The Department of Labor has launched a new online resource that provides guidance and information to states interested in developing or improving short-time compensation programs, also known as work-sharing. The STC program is designed to avert employee layoffs for businesses faced with a temporary slowdown in business activity. The online resources, which will be available to state workforce agencies, state policymakers and the general public, are located at:

"I encourage every state to consider establishing or expanding a work-sharing program so that business owners have an additional tool they can use to weather hard economic times while still keeping their existing skilled employees," said Eric M. Seleznow, acting assistant secretary of labor for employment and training. "The information the Labor Department has made available online will make it easier for states to develop a program that fits the specific needs of their local workers and employers."

The STC program is an alternative to layoffs for employers faced with a reduction in available work. Employers can reduce work hours for a group of workers rather than laying off one or more workers. Employees affected by a reduction of hours can collect a percentage of their unemployment benefits to replace a portion of their lost wages. This is a win-win situation both for employers and employees.
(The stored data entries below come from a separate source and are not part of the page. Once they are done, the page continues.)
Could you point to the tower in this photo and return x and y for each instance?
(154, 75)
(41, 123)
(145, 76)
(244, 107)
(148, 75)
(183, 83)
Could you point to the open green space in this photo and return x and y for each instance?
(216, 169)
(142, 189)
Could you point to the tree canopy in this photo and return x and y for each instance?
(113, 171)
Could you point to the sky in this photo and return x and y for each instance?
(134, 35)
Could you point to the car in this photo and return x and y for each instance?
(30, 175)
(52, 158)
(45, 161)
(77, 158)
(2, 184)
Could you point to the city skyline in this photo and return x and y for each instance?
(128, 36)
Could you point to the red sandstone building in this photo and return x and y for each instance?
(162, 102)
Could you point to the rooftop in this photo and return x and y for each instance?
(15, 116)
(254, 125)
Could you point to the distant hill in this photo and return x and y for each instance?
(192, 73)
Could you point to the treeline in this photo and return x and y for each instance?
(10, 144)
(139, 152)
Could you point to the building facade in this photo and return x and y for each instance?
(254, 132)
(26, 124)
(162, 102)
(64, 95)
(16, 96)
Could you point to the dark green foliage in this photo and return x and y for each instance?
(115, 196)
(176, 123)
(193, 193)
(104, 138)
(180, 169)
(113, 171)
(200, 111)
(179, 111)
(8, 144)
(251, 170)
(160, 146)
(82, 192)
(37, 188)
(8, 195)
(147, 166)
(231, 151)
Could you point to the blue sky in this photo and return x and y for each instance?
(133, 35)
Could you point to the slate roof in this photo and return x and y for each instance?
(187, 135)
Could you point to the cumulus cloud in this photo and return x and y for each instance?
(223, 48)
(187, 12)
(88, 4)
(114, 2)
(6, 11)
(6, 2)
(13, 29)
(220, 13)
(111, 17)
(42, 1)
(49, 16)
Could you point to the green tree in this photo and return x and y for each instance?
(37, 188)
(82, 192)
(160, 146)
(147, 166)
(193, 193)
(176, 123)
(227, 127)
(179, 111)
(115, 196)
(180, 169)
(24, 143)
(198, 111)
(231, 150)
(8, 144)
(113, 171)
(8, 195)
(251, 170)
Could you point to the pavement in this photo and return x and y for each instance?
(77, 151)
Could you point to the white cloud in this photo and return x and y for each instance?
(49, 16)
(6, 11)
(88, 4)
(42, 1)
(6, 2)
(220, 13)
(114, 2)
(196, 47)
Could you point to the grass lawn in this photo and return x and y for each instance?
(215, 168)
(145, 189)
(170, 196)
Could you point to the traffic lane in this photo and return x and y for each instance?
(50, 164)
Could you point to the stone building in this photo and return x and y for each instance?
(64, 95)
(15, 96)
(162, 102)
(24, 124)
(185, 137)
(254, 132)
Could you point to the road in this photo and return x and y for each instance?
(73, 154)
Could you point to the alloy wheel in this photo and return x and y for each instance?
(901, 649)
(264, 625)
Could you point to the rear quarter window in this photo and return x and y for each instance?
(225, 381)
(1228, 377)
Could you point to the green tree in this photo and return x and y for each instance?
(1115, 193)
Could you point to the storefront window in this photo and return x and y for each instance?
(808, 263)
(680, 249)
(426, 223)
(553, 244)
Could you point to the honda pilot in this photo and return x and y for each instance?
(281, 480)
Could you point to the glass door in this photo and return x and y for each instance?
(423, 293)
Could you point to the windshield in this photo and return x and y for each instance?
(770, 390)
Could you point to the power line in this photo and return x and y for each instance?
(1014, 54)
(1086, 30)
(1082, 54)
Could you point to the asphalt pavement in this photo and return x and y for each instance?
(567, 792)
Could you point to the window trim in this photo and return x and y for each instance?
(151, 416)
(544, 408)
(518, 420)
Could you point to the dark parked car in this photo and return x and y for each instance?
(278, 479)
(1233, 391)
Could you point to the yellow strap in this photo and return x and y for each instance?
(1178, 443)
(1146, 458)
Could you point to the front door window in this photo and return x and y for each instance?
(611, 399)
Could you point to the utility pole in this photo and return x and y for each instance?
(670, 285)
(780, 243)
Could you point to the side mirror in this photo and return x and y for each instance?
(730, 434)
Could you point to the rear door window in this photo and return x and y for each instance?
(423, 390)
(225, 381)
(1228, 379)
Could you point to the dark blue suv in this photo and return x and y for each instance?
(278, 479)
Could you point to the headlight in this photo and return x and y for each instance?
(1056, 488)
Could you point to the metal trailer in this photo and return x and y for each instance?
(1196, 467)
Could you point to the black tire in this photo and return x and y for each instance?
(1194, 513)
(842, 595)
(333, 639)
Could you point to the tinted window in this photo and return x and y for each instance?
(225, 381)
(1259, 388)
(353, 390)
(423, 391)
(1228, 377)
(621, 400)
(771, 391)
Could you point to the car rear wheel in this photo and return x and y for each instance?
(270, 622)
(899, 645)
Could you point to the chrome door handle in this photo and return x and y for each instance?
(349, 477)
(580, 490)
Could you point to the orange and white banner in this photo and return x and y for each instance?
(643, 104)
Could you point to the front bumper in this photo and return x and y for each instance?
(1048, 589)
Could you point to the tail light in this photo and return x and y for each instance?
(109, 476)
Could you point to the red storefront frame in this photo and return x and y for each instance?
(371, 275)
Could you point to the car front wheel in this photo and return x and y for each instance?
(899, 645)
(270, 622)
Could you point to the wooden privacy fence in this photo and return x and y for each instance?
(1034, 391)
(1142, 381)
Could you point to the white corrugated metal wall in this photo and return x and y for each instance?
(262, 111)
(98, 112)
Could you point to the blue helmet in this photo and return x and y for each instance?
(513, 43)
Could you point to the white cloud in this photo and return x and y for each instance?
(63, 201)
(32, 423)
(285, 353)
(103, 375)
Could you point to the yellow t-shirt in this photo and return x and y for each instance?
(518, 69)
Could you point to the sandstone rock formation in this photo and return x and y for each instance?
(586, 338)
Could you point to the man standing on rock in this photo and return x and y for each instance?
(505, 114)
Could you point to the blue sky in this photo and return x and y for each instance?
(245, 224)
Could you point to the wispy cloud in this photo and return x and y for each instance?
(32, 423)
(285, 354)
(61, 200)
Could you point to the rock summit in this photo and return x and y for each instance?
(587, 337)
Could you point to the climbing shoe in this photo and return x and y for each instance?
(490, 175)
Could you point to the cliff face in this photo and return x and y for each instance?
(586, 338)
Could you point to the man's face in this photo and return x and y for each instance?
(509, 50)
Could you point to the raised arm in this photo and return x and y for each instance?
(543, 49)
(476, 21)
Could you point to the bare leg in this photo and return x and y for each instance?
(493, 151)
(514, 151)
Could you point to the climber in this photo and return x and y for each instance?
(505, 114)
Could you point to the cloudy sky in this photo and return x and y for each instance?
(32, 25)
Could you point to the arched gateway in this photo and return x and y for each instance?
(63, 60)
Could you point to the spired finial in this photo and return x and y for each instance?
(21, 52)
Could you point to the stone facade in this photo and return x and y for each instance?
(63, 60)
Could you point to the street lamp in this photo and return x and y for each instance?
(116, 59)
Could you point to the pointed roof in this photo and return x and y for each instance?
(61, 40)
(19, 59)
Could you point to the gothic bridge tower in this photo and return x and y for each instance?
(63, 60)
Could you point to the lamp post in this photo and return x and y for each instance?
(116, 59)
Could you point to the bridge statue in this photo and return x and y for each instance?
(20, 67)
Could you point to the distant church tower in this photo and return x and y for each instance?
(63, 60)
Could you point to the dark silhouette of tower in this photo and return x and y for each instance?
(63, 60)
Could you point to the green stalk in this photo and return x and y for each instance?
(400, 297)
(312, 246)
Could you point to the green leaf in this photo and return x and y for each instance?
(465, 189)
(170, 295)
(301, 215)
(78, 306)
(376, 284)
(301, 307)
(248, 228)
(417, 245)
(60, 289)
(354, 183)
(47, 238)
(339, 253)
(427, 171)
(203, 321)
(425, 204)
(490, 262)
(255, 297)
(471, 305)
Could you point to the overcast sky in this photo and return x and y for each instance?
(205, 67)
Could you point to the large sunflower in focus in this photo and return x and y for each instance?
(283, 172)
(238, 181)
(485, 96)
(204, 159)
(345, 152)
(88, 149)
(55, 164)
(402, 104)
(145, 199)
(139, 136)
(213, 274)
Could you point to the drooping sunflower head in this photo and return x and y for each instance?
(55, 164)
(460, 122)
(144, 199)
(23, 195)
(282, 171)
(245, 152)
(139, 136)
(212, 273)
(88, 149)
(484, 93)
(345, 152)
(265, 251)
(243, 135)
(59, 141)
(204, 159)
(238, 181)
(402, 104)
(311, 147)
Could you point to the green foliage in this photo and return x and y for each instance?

Employees' jobs — and benefits — are preserved while participating in an STC program, and employers get to maintain their skilled and trained workforce without having to rehire and retrain new workers when business activity increases.

The new website provides helpful tools that can be used to expand STC education and outreach to states and the public. The website includes guidance and model legislation for states interested in developing an STC program. The site also offers a compendium of state practices, outreach efforts, operational tools and vignettes from STC participants (employers and employees) who have benefitted from the program.